Results obtained in the frame of the collaborative Grand Challenge project (see previous report 2009 and 2010) have been published this year. We have designed the HIV-PDI (Protein-Drug Interactions) resource as a decision making tool to propose alternative antiretroviral drugs (ARVs) for personalized antiretroviral treatment [22] . The HIV-PDI is an integrated database in which sequence mutations of viral proteins can be mapped onto three-dimensional structural interactions between these proteins and ARVs. Thus, critical loss of interactions leading to resistance can be detected and serve as indicators for proposing appropriate ARVs escaping the resistance. As a first step, the HIV-PDI was populated with data relating to HIV protease: clinical information on patients, resistance to ARVs treatments, HIV protease structures and mutations, ARV drugs and their 3D interactions with HIV protease models. Possible queries include protein, drug and treatment conditions, coupled with dedicated tools for visualization/analysis of 3D Protein-Drug interactions. Case-studies demonstrate the capabilities of the HIV-PDI resource for retrieving information associated with patients and for analyzing structural data relating proteins and ligands [23] .

Mining Agronomical Data with stochastic models

In the framework of agricultural landscape data mining, we have developed an original approach combining two methods used separately so far: the identification of explicit farmer decision rules through on-farm surveys methods and the identification of landscape stochastic regularities through data-mining of the mosaic of agricultural parcels, following preceding work [96] . This approach was assessed in a study on the Niort plain (West of France) database. In this database, provided by the CEBC (UPR CNRS), the land use occupations of the fields covering a 400km 2 area are recorded during 12 years.

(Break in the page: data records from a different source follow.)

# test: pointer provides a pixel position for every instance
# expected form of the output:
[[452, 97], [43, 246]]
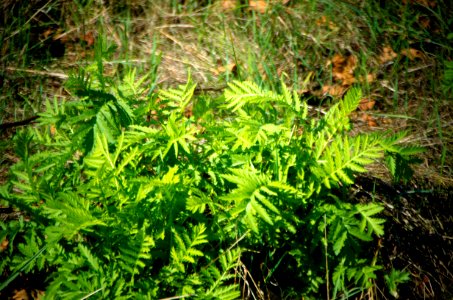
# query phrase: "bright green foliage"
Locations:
[[130, 197]]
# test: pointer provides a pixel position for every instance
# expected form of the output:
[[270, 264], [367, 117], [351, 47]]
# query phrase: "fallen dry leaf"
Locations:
[[343, 68], [323, 21], [334, 90], [258, 5], [4, 245], [366, 104], [369, 78], [229, 4], [387, 55], [20, 295], [89, 38], [426, 3], [369, 120], [230, 68], [412, 53]]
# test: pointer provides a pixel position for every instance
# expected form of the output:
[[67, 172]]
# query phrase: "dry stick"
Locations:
[[5, 126], [38, 72], [29, 20], [327, 264]]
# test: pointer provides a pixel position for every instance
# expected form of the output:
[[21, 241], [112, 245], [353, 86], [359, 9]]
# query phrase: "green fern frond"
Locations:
[[251, 197], [370, 224], [136, 251], [217, 278], [179, 98], [344, 156], [184, 246]]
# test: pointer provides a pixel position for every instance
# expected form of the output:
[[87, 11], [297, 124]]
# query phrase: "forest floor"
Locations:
[[396, 51]]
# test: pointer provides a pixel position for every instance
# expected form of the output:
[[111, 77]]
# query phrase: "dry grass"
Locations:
[[218, 44]]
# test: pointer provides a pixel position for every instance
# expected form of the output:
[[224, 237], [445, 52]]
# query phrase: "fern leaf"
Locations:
[[373, 225]]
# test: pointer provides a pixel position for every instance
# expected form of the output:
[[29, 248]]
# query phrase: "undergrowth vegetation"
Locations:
[[217, 149], [128, 194]]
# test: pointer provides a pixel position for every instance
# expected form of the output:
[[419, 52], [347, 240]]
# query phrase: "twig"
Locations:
[[327, 263], [38, 72], [8, 125]]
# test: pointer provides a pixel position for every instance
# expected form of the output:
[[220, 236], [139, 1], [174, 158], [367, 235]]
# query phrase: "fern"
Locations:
[[129, 197], [136, 252]]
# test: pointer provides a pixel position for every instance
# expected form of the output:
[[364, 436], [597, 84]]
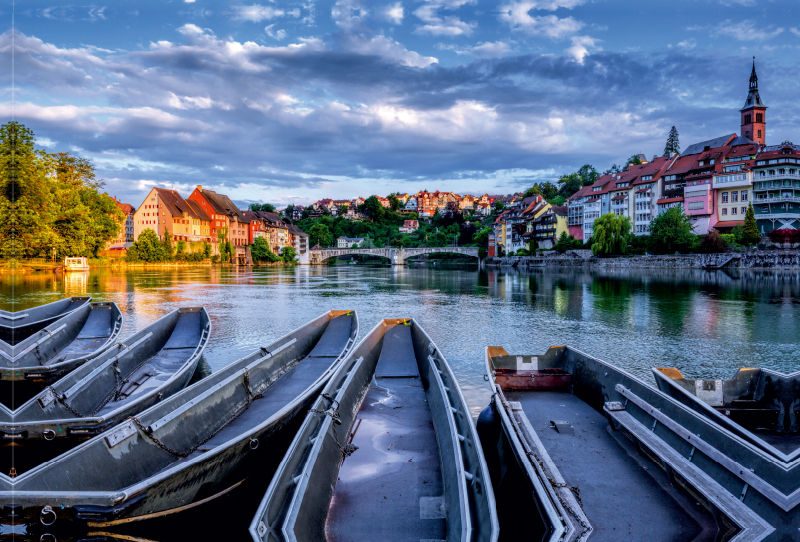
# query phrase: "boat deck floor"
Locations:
[[274, 398], [153, 374], [391, 487], [624, 495]]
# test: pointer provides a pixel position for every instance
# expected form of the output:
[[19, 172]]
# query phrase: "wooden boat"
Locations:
[[128, 378], [76, 264], [387, 452], [192, 447], [63, 345], [17, 326], [759, 405], [602, 456]]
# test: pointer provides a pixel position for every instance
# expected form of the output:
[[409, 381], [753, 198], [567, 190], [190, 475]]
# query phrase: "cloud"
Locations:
[[741, 31], [257, 13], [277, 34], [394, 13], [517, 16], [449, 25]]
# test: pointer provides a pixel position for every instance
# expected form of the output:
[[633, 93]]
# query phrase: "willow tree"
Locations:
[[610, 233]]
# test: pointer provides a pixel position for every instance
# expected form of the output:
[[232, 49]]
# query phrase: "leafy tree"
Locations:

It results a segmentation of the landscape, based on both its spatial and temporal organization and partly explained by generic farmer decision rules. This consistency between results points out that the two modelling methods interact and may be combined for land-use modelling at landscape scale and for understanding the driving forces of spatial organization. Based on farm surveys, we were able to retrieve and measure changes in land use occupation and link some farmer decision and spatiotemporal regularities that were observed in the landscapes.